Both parties are "mastering" pain through these states that exist outside the normal circumstances of everyday life, but they're doing it in very different ways. One does it by reaching a headspace that allows them to give in completely, and thus experience physical suffering as depersonalized or even pleasurable. The other enters a headspace by being so hyper-focused on helping the other navigate that experience of pain.

Despite appearances, Tops aren't actually "conquering" a Bottom, either, since the Bottom is always in charge and can immediately end the activity with a safe word. Instead, Tops are conquering the unique challenge of being the Bottom's guide through pain as pleasure.
Pain without pleasure

To be clear, there are a myriad of other aspects to BDSM with less correlation to mindfulness and meditation that also likely contribute to reaching these pleasurable states.

"Prior to the experience of pain in BDSM, there's a pre-existing condition involving emotional and interpersonal relationships, a sense of control and volition, memories of past experiences, likely positive ones with that partner or activity, and a sense of security," said Dunkley. "The many factors around BDSM that come together — a positive emotional and interpersonal context, a possible change in neuro-chemistry from sexual arousal that releases dopamine and oxytocin, positive anticipation of pain rather than negative anticipation — it may all be what leads to these altered states of consciousness or mindfulness, which then impacts the extent to which pain is perceived as pleasurable."

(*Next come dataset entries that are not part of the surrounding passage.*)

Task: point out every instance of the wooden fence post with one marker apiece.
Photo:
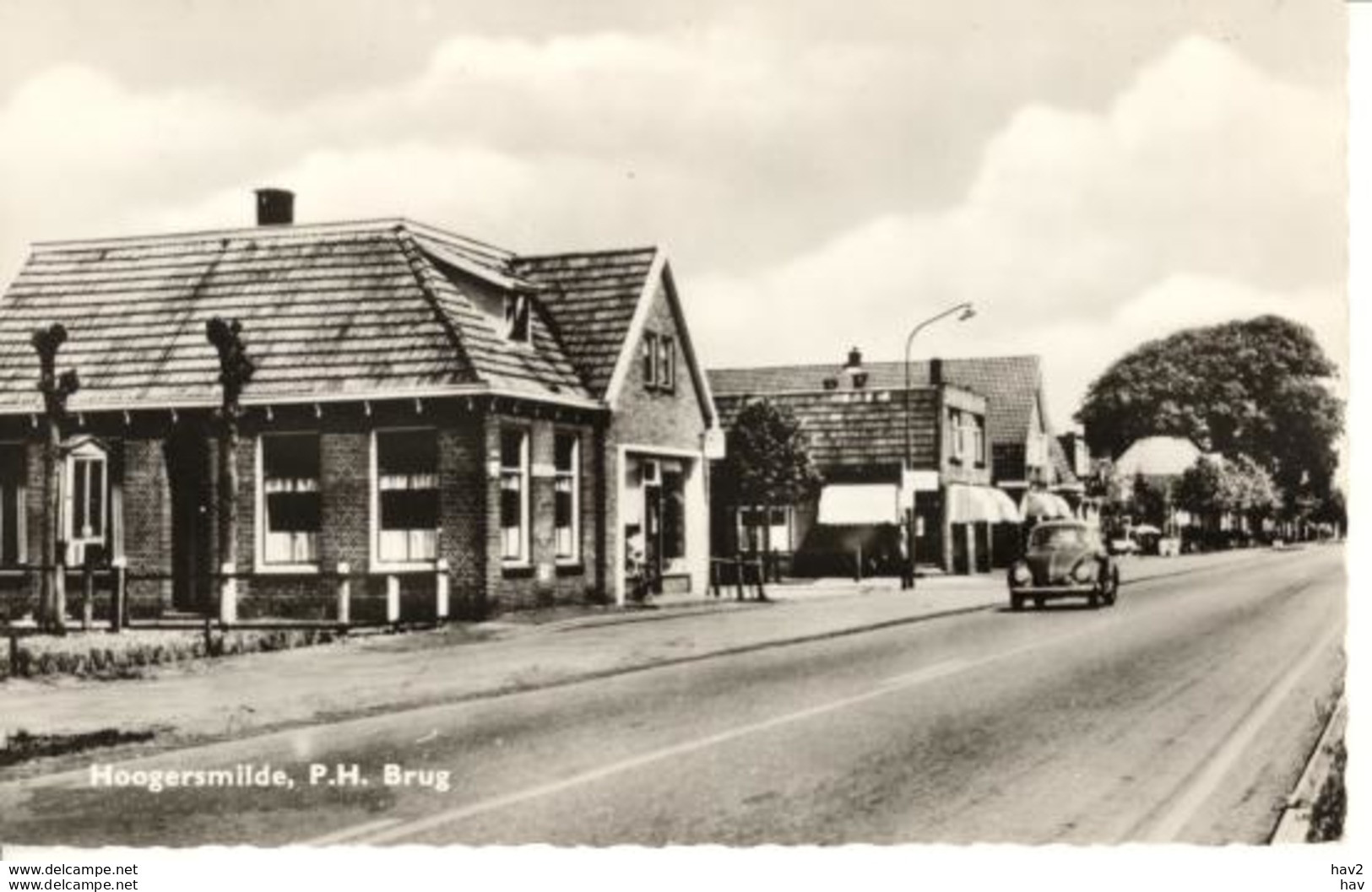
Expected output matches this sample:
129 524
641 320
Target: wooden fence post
87 594
344 592
120 596
441 589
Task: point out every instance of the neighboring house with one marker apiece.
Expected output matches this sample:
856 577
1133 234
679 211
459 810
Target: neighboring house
855 422
421 401
1027 462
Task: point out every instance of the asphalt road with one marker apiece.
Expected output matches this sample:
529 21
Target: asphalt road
1185 712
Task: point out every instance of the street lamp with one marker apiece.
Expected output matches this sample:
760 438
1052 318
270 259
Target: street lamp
963 311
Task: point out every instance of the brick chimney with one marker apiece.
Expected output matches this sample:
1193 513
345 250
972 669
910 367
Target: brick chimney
276 208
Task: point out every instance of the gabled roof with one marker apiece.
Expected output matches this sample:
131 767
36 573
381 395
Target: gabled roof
1010 385
328 311
592 298
856 429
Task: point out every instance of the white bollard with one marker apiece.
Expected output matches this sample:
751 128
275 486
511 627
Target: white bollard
228 594
441 587
393 598
344 594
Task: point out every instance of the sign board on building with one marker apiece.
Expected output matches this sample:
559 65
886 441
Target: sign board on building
919 480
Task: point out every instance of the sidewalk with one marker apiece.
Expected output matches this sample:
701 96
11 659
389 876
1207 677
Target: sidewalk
230 697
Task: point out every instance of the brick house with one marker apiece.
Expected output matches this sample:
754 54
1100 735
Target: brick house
424 405
980 436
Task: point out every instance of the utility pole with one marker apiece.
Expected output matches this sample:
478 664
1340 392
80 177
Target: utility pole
55 389
235 370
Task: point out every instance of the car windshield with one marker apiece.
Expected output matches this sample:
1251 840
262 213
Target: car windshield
1060 537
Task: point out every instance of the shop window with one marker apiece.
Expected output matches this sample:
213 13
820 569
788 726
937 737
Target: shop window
567 497
13 473
406 495
674 513
290 499
515 495
756 523
85 502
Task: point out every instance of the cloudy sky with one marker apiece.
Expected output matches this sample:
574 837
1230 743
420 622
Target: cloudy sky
1088 173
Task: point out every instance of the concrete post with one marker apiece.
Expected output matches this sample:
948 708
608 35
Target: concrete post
441 589
228 594
344 592
393 598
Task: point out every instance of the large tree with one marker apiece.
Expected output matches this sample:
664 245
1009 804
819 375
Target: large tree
1255 387
767 462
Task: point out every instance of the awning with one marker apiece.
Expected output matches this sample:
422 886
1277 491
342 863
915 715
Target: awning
1044 505
860 504
980 504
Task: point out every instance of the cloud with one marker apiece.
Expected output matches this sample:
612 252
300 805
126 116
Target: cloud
1205 191
825 194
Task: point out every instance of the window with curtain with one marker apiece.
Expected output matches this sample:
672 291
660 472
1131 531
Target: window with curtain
406 495
290 499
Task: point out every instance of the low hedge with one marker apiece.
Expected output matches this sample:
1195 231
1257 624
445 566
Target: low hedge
129 653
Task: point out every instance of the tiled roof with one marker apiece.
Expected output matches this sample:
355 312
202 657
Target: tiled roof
1010 385
855 429
327 311
592 302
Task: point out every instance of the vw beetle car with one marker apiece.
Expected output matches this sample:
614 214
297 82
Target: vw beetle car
1064 559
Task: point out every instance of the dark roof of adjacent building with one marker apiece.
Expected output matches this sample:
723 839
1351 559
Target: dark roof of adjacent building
328 311
1013 387
1010 385
856 429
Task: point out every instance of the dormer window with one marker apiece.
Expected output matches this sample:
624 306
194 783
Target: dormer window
659 361
516 317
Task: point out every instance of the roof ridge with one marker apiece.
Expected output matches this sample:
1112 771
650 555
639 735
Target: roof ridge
867 363
289 231
641 249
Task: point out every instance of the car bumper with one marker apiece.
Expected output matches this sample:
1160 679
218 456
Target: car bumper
1060 591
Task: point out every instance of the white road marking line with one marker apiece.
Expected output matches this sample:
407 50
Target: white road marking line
885 688
366 835
929 673
1176 819
346 833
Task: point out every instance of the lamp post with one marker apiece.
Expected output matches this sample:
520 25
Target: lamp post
235 372
55 389
965 311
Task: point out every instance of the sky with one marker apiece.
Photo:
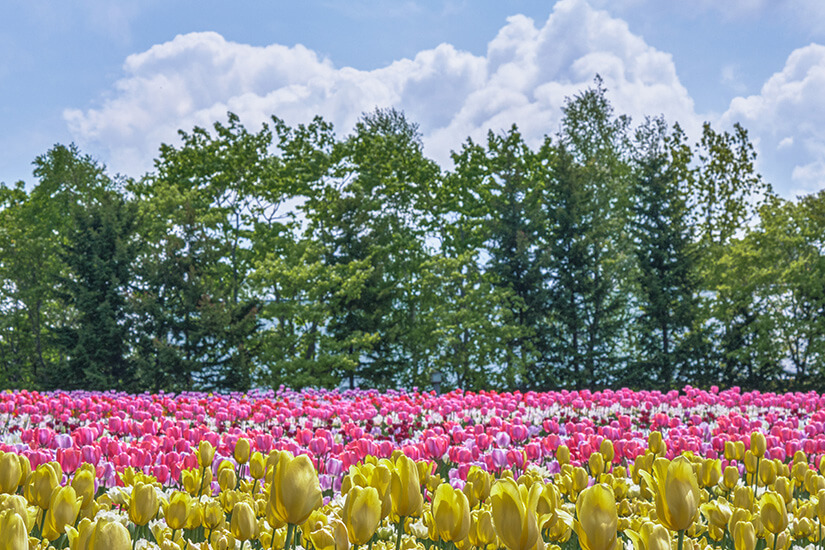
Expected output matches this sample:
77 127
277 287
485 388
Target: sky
120 78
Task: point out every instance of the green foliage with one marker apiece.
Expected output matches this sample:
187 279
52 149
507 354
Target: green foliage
607 255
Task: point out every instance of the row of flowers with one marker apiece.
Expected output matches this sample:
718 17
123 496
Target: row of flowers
333 470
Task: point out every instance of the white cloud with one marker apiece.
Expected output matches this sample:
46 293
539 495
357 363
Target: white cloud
788 120
524 77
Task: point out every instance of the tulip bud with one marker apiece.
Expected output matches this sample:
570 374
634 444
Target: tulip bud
241 452
10 472
109 535
178 510
772 512
730 478
451 512
598 519
227 479
206 453
295 489
257 466
243 524
15 534
596 464
563 455
744 536
758 444
143 504
361 514
406 490
767 473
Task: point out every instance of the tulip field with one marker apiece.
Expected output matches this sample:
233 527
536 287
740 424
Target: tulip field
383 471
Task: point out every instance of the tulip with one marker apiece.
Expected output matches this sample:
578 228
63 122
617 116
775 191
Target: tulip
650 537
563 455
43 481
257 466
295 489
15 536
758 444
451 512
406 489
241 452
514 519
772 512
744 536
206 453
109 535
243 524
143 504
178 510
10 472
482 531
361 514
597 518
676 491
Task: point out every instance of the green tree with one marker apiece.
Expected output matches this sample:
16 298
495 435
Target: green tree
99 252
666 278
588 253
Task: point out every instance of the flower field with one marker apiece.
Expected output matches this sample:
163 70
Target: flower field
315 469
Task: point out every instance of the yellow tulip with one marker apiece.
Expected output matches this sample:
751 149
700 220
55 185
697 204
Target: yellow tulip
717 512
451 512
83 483
406 489
767 473
758 444
109 535
241 452
676 492
361 514
597 518
650 536
143 504
257 466
596 464
563 455
206 453
731 477
514 518
482 531
482 482
15 536
607 450
295 489
711 472
655 443
63 509
213 516
178 510
773 513
10 472
43 481
227 479
243 524
744 536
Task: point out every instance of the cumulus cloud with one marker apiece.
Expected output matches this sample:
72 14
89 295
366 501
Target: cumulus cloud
523 78
787 120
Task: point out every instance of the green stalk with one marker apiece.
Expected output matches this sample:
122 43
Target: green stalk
399 533
290 528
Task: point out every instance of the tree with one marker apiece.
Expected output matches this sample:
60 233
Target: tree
588 253
666 278
99 252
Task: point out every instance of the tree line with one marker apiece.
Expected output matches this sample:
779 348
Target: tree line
609 255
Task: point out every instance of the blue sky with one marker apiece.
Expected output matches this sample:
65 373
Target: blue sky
119 78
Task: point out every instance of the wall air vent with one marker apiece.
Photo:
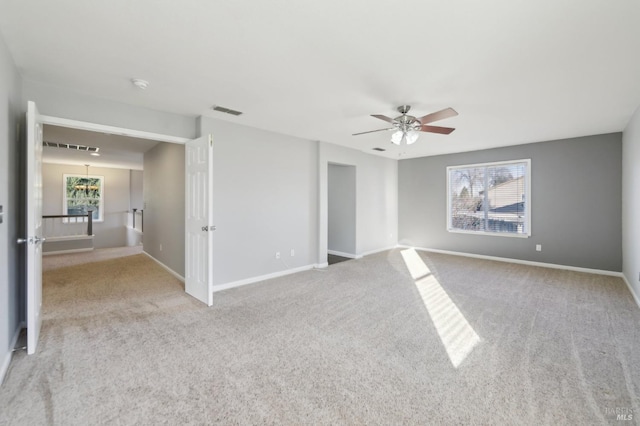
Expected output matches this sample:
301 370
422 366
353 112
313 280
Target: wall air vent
225 110
75 147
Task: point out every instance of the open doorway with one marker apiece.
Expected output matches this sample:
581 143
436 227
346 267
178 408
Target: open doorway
92 192
341 213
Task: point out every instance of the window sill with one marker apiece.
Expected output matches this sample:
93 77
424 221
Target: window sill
490 234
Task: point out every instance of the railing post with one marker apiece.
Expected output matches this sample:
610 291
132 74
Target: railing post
90 223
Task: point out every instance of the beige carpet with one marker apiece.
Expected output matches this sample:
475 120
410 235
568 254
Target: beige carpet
55 261
463 341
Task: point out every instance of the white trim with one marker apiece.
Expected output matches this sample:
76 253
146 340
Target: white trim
489 234
252 280
93 127
7 357
527 204
367 253
47 253
169 270
68 238
520 261
633 293
343 254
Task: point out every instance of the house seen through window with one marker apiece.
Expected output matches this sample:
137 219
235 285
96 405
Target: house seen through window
83 194
490 198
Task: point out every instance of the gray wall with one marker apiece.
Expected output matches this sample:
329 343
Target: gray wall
264 201
112 231
136 185
164 205
62 103
631 202
576 198
11 113
376 198
341 208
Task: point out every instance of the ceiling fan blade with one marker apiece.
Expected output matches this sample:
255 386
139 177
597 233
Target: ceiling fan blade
436 129
384 118
440 115
372 131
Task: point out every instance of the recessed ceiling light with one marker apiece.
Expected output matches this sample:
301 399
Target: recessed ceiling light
140 83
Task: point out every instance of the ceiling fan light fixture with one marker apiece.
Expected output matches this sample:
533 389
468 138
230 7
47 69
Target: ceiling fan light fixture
140 83
396 137
411 136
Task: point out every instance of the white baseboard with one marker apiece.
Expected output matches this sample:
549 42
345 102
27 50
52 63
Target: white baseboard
252 280
48 253
6 361
633 293
343 254
169 270
519 261
532 263
367 253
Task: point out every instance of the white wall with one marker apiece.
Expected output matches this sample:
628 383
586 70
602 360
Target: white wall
136 197
341 209
376 198
11 112
265 201
631 203
62 103
112 231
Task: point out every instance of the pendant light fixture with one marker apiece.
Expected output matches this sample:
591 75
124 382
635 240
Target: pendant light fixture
84 184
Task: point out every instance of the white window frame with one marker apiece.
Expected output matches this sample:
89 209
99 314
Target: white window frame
65 199
527 223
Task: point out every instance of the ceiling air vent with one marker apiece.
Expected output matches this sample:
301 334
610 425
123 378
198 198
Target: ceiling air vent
225 110
71 146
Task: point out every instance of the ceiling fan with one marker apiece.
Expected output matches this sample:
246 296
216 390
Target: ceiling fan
407 126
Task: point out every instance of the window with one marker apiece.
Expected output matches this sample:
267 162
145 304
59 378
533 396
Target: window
83 194
491 198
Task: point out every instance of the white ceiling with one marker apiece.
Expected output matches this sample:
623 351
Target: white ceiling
516 71
115 150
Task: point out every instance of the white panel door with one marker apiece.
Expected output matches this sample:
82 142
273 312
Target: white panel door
199 211
34 239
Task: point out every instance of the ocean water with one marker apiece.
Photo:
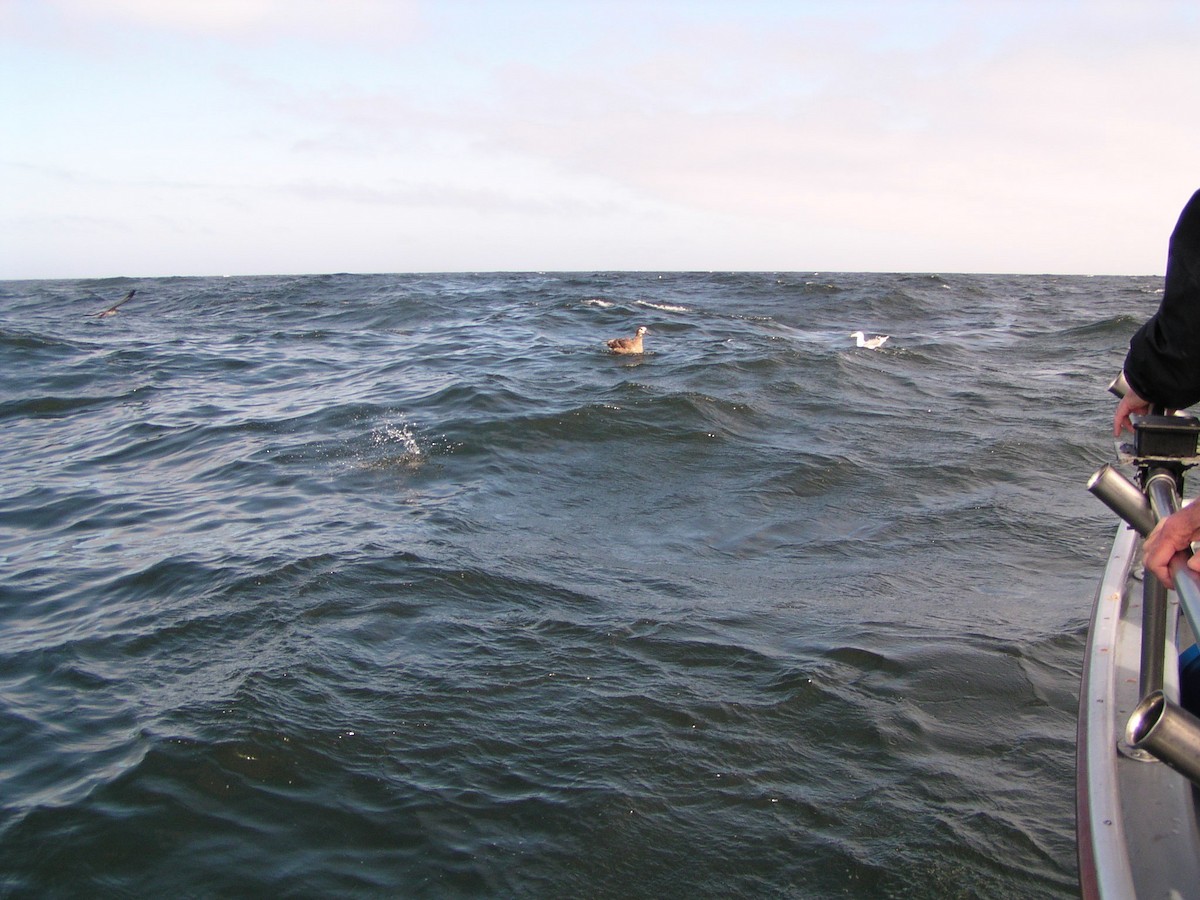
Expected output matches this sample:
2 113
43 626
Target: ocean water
403 586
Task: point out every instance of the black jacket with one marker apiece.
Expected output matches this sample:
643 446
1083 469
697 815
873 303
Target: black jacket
1163 365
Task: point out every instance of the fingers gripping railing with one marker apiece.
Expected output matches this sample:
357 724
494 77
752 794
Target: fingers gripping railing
1158 725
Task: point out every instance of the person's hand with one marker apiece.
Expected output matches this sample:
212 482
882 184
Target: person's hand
1171 535
1131 405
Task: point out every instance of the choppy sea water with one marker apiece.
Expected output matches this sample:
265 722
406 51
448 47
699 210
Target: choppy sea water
403 586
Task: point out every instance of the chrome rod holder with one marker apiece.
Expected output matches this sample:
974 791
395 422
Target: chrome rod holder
1169 732
1123 497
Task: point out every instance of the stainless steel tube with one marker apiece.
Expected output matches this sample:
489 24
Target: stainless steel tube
1123 497
1153 637
1187 588
1169 732
1164 498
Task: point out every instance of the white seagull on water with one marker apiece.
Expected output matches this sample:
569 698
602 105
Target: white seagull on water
871 343
628 345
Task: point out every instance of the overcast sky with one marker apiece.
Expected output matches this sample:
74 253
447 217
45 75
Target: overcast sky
222 137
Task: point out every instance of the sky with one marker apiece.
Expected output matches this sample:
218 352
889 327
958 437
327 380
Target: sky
263 137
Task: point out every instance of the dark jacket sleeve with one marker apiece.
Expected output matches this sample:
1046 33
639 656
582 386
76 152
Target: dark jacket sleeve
1163 365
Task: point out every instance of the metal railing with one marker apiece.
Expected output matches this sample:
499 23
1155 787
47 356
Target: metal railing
1158 725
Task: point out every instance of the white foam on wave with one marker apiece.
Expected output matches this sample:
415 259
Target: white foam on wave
664 307
391 438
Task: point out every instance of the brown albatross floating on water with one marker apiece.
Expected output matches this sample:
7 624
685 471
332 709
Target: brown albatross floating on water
112 310
628 345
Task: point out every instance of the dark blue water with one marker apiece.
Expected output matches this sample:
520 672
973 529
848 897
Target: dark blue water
403 586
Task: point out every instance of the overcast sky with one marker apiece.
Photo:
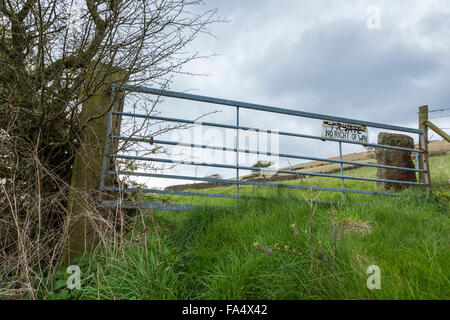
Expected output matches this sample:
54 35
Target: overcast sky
330 57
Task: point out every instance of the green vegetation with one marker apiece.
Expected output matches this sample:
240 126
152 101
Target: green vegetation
224 253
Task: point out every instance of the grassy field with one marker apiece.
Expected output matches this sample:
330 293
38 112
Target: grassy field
263 249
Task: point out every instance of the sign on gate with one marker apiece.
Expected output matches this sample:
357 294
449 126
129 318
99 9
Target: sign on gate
344 131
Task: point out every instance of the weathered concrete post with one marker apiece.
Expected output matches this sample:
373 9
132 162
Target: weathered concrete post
423 145
423 116
87 166
393 157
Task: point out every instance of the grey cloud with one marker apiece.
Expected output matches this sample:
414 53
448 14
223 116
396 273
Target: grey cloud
349 67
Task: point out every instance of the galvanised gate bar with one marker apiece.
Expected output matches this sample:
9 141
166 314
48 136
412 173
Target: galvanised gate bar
238 105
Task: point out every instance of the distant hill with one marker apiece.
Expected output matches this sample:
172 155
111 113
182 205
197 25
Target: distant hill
435 148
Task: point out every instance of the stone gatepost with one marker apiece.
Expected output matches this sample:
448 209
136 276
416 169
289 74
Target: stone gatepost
397 158
88 160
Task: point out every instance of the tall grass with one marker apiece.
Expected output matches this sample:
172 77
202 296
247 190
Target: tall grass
223 253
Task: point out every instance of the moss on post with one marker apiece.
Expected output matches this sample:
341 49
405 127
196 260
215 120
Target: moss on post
87 166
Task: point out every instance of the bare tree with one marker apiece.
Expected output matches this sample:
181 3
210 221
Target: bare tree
51 52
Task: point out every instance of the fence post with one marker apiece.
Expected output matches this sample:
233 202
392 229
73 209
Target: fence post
88 161
424 177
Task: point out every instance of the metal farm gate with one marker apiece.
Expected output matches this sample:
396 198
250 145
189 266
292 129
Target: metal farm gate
112 139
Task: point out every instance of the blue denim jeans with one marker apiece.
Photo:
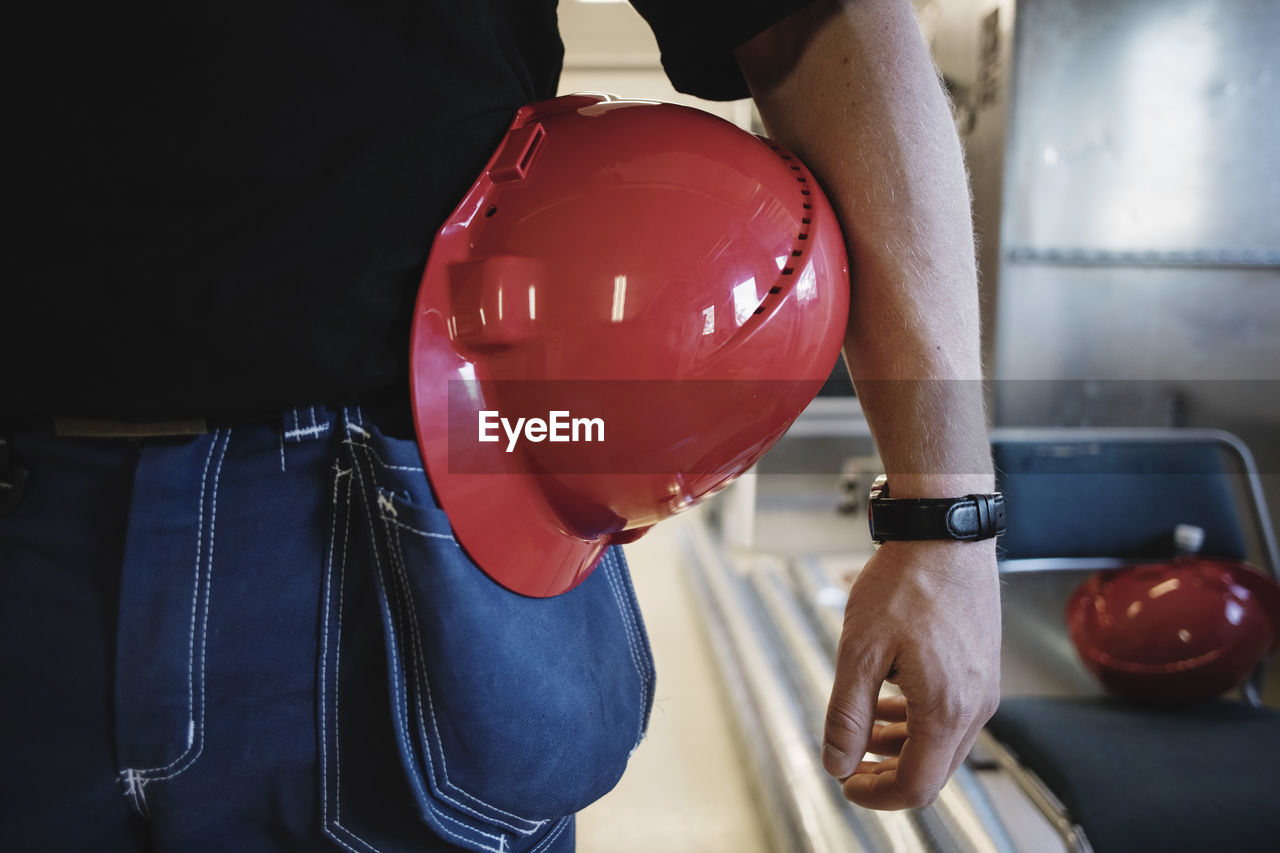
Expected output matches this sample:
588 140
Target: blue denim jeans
266 638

Spiritual fulfillment is everywhere, and can take forms that may seem strange to you personally.

Regardless of how it's achieved, though, the takeaway here is that people find avenues for achieving transcendence and inner peace in very different ways. Spiritual fulfillment is everywhere, and can take shapes that may seem strange to you personally. So who are we to judge a method like BDSM or ritual body piercing, when BDSM practitioners report many of the same cognitive benefits that meditators get, like stress reduction, improvement in mood, and pain relief.

At the same time, it's important to exercise caution and really consider what it takes to responsibly participate in pain as a vehicle for stress relief or spiritual ascendence. Both Sagarin and Dunkley agreed that — without the context of consent, strict negotiation of boundaries, and other safety protocols — the activities of BDSM can look like self-harm or even torture. In particular, people who self-harm through cutting describe similar types of psychological relief and escape from negative emotions through pain, though no psychologist would ever recommend doing it.

There are important differences, between self-harm and consensual BDSM, namely the motivations and after-effects of doing them.

"Unlike non-suicidal self-injury, people engage in BDSM when they're in positive mood states and feel good about themselves after too. So somebody engaging in BDSM as a recreational leisure activity is more akin to, like, blowing off steam at the gym or going for a jog, rather than doing it to regulate severe negative emotional states. Recreational sado-masochism is almost like a deep tissue massage, where it's kind of painful but still feels good and relaxing," said Dunkley.

In proper BDSM protocol, there's a step called "aftercare," where partners who participated in a scene together check in on one another emotionally, often with cuddling and hugging, talking about how it made them feel, if they're OK now, whether they liked everything that happened, what they didn't like — or any other emotions that came up. In contrast, people who seek relief from self-harm often report feeling negative about themselves and what they've done.

Still, the stakes are high when you mix stress relief, spirituality, and pleasure with intentional pain. It's likely no coincidence, then, that these activities — whether in spiritual traditions or BDSM — are often very grounded in strong communities with strict rules.

There are a lot of important questions that remain unanswered when it comes to BDSM's connection to mindfulness, and meditation's relationship to pain in general.

But what's clear is that you can find mediative peace anywhere: whether sitting cross-legged in the wintry Himalayan mountains, drinking coffee in your office chair between meetings, or hanging from bondage ropes on the ceiling of a BDSM dungeon.